What advice would you give to someone who may be struggling with the isolation? I have many challenges with social media and technology, but it’s the only way we can connect right now. You have to reach out. I’ve made cast reunion, college reunion, and friends Zoom meetings. It’s essential to look at someone and be in some type of conversation. Just that little connection can make the difference. We forget that we have people that care about us, but we have to reach out as well. Stay connected. And only watch a little news a day. Too much takes you down. When the weather is nice, put on a mask and just take a walk.

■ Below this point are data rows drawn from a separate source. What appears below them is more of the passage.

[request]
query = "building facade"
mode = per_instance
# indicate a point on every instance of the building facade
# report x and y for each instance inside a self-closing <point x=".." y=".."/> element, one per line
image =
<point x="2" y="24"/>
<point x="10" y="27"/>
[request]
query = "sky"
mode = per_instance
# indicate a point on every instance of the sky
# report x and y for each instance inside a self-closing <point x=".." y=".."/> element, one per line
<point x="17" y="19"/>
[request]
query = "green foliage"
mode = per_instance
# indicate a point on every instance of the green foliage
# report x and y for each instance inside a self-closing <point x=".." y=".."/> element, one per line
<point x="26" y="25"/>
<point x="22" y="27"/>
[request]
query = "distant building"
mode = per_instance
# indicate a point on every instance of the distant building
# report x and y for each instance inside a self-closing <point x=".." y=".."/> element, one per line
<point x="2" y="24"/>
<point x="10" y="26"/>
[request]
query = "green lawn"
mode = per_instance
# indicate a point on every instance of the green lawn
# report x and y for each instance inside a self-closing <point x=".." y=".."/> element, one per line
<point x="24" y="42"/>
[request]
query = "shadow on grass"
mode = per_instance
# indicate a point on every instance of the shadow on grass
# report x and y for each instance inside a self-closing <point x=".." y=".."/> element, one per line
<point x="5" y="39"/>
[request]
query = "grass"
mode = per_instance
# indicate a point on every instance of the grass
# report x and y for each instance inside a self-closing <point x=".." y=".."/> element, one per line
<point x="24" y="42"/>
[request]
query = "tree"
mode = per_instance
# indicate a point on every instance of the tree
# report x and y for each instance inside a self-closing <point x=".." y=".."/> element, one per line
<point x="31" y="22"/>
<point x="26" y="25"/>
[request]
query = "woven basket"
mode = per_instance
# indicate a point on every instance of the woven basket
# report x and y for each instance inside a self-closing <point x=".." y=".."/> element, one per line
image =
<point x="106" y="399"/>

How are you keeping your creative juices flowing? Virtual videos. I’ve made virtual music videos for an organization called Broadway On Call that sends musical messages to nurses and doctors who are musical theatre fans. My choir Broadway Inspirational Voices has done virtual videos for Outreach programs that we partner with and we’re in plans for more. I’ve done a lot of Zoom interviews and conversations, including a recent talk with National YoungArts Foundation about using how to look to your artistic process during this uncertain time.
Are you working on any theatrical projects during this time? I’m writing a lot of new music for a show I’m creating. The show takes African American musical genres and specifically the African American experience and collides with European texts.
I [also took] part in Broadway Black’s Antonyo Award Celebration and Playbill Pride Spectacular, an evening of musical performances and memories, hosted by Michael Urie. The concert was a benefit for Broadway Cares.
I am honored to be a founding member of Black Theatre United. A new coalition founded to influence widespread reform and combat systemic racism within the theatre industry and throughout the nation, BTU will harness the power of its collective voice to bring about change. Founding members include Lisa Dawn Cave, Darius de Haas, Brandon Victor Dixon, Carin Ford, Capathia Jenkins, LaChanze, Adriane Lenox, Kenny Leon, Norm Lewis, Audra McDonald, Michael McElroy, Brian Stokes Mitchell, Wendell Pierce, Billy Porter, Phylicia Rashad, Allyson Tucker, Tamara Tunie, Lillias White, NaTasha Yvette Williams, Schele Williams, and Vanessa Williams.
In this moment we need allies. Everyone must do the work. Be honest, strengthen your empathy, don’t shy away from discomfort. It’s going to take some soul-searching and action to change our country.